Venture Capital funds or VCs are at the core of many start-ups. They finance them. In crypto, we also have quite a few VCs. Among others, 3 Arrows Capital, about whom we already wrote. Other names you may have heard of are a16z and Electric Capital.
Now that 3AC is in serious trouble, we may see a domino effect on other VCs. Others may succumb to the main culprit, illiquidity. Besides that, there are 4 other threats we will cover here that threaten a crypto VC. So, let’s dive straight in.
What Is Venture Capital Financing in Crypto?
The idea of a Venture Capital is to finance crypto start-up projects in their early steps. The main idea is to make a profit. Nowadays, VCs direct a lot of attention currently to DeFi and NFTs. Therefore, Crypto Fi dedicated a Twitter thread about why a crypto VC is vulnerable now. Furthermore, the picture below shows a listing of VCs, split up in various parts of the world.
Source: Decentralized Finance
They operate as a pool of investors. They spend time evaluating projects, looking for the ones that can make a profit. In general, they spread out their investments. In other words, they don’t like to put all their eggs in one basket.
Although crypto projects can usually get retail funding, VCs also have a foot in the door now. Most of the money they make early on, during seed rounds. However, most likely they also stay around for A, B, or C funding rounds.
But, now 3AC tumbled, as we reported already. Everybody considered 3AC to be the Holy Grail of a crypto VC. But now the unthinkable happened. Shockwaves started to make their rounds. Can more VCs tumble now that 3AC paved the way? Are we going to witness a domino effect with VCs? It’s time to have a look at the four greatest threats that VC firms face:
Too many events happened that caught the eye of regulatory offices. For example:
- Terra/Luna collapsing
- 3AC being insolvent
- People losing money in crypto Ponzi schemes
Another sample was the front running at the OpenSea, the NFT marketplace. One of their employees used insider information. It turned out to be a product manager. U.S. prosecutors charged him with one count of wire fraud and one count of money laundering. He faces a maximum of 20 years in jail, for each count.
Firms and exchanges are most likely on top of the prosecutor’s list. Their priority should be to protect their investors. If they fail to do so, regulators will step up at some point. So, if we look at firms, that’s where the VCs fit in.
2. The Bull Market
Bull markets follow the law that the strongest will survive. During bull markets, the trees get shaken violently, and the weaker ones will fall out of the trees. This can have a serious impact on specific parts of the crypto industry.

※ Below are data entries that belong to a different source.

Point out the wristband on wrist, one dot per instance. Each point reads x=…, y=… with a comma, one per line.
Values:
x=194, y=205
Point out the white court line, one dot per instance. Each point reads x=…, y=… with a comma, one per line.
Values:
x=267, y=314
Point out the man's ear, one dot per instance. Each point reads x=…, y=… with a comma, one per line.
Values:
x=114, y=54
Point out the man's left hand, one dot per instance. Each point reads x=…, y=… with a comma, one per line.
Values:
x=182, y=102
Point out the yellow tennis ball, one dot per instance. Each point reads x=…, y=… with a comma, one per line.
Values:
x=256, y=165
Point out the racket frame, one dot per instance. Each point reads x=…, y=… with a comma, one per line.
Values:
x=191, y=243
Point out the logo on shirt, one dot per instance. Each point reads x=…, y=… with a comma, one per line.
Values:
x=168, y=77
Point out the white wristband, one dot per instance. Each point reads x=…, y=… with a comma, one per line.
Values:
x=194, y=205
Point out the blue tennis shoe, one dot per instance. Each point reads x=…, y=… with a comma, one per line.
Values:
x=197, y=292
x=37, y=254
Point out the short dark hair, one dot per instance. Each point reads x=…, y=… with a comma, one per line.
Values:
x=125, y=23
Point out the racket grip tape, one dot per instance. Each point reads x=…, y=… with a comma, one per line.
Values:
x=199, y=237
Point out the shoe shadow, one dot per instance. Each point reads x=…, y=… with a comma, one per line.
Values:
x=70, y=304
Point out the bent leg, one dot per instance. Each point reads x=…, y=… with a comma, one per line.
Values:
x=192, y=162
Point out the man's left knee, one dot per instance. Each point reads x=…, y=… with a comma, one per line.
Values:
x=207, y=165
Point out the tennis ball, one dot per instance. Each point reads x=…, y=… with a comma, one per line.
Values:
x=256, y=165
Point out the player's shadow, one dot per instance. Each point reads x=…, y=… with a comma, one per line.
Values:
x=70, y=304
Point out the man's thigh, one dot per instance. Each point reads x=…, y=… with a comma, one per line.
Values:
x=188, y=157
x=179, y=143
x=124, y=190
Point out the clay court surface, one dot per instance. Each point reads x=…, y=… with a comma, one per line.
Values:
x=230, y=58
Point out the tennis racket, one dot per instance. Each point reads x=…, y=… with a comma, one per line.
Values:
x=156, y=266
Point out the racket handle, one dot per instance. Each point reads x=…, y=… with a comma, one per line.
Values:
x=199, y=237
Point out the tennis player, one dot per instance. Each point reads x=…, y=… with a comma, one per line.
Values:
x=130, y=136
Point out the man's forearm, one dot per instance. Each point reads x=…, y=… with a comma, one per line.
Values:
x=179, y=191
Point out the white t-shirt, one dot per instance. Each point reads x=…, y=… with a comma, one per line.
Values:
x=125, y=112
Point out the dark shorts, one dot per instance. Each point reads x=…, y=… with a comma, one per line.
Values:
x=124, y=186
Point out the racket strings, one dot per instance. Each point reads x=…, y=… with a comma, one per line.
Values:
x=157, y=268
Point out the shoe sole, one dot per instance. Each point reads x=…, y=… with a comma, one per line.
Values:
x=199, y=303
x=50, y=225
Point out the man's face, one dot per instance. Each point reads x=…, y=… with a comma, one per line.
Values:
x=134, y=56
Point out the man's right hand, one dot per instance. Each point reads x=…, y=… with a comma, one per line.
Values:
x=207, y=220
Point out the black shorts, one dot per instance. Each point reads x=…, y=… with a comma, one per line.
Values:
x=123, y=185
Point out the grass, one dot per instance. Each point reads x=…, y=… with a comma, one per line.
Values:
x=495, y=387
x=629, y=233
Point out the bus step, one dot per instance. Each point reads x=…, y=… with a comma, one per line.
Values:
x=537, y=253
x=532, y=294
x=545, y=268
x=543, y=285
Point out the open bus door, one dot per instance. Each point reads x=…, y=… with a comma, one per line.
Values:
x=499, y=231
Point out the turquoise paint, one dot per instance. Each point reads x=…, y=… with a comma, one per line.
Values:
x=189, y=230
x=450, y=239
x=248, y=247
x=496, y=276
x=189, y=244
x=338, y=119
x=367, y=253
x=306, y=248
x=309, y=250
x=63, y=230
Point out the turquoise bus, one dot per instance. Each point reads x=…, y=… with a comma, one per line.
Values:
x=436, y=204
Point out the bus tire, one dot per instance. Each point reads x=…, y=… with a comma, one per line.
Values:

Crypto Fi correctly mentions that; ‘useful and core concepts will remain, as always. However, he thinks that most of DeFi is useless. That this statement is debatable, is an understatement. However, in many other ways, VCs will feel an impact.
It’s widely agreed that this bear market will last for another year and a half to two years. That happens to be the time of the next Bitcoin halving. During this time, it requires disciplined investment. Not the exchange list price is key, but use cases of projects become the dominant factor. Not what they promise, but what they can deliver, will rule, and dictate investments. And this leads us to the next point.
The following 2 years will now require disciplined investment.
Projects will need to be vetted for their use cases, rather than their exchange listing price.
Or what they promise to achieve.
There will be a need for higher quality labour in order to achieve this:
— Crypto FI (@Crypto8Fi) June 27, 2022
3. Diversified Labor
We see plenty of layoffs during this bear market season. Big crypto firms are not exempt. In other words, VCs will need to choose their staff more carefully. Crypto Fi expects VCs to continue to work with smaller, more specialized teams.
4. Seed Rounds
VCs have been relying too much on seed rounds. In the past, this worked fine for larger VCs. However, this resulted in a lower focus on building ecosystems. They aimed the focus more on mercenary capital outflows. Crypto Fi makes this clearer with a sample:
A VC provides $100K to crypto project X which locks this for 2 years. Now, crypto project X guarantees to list the investment at a price where the $100K is worth $4 Million. And we, the retail investors, are their exit liquidity. In the picture below, you’ll see how the crypto VCs are distributed in different parts of the world.
The current outlook for the US economy doesn’t look good. The crypto market will most likely be an extended bear market. We can also see a prolonged sideways shuffle as an alternative.
As a result, Asian or Chinese VCs may take the upper hand. One major factor is that they face lower wages. See the picture above. However, we also see the first-mover advantage. VCs that enter the market now, will have a disadvantage compared to established VCs.
Moreover, diversification is a major contributor to future success. To be successful, VCs will need to:
- Spread their investments, and not only eye the crypto market.
- Look for low overhead costs. Like lower wages.
- A small but specialized workforce.
- A dedicated team to deal with inbound regulation.
Finally, This list is a good starting point for VCs to make sure that they can survive.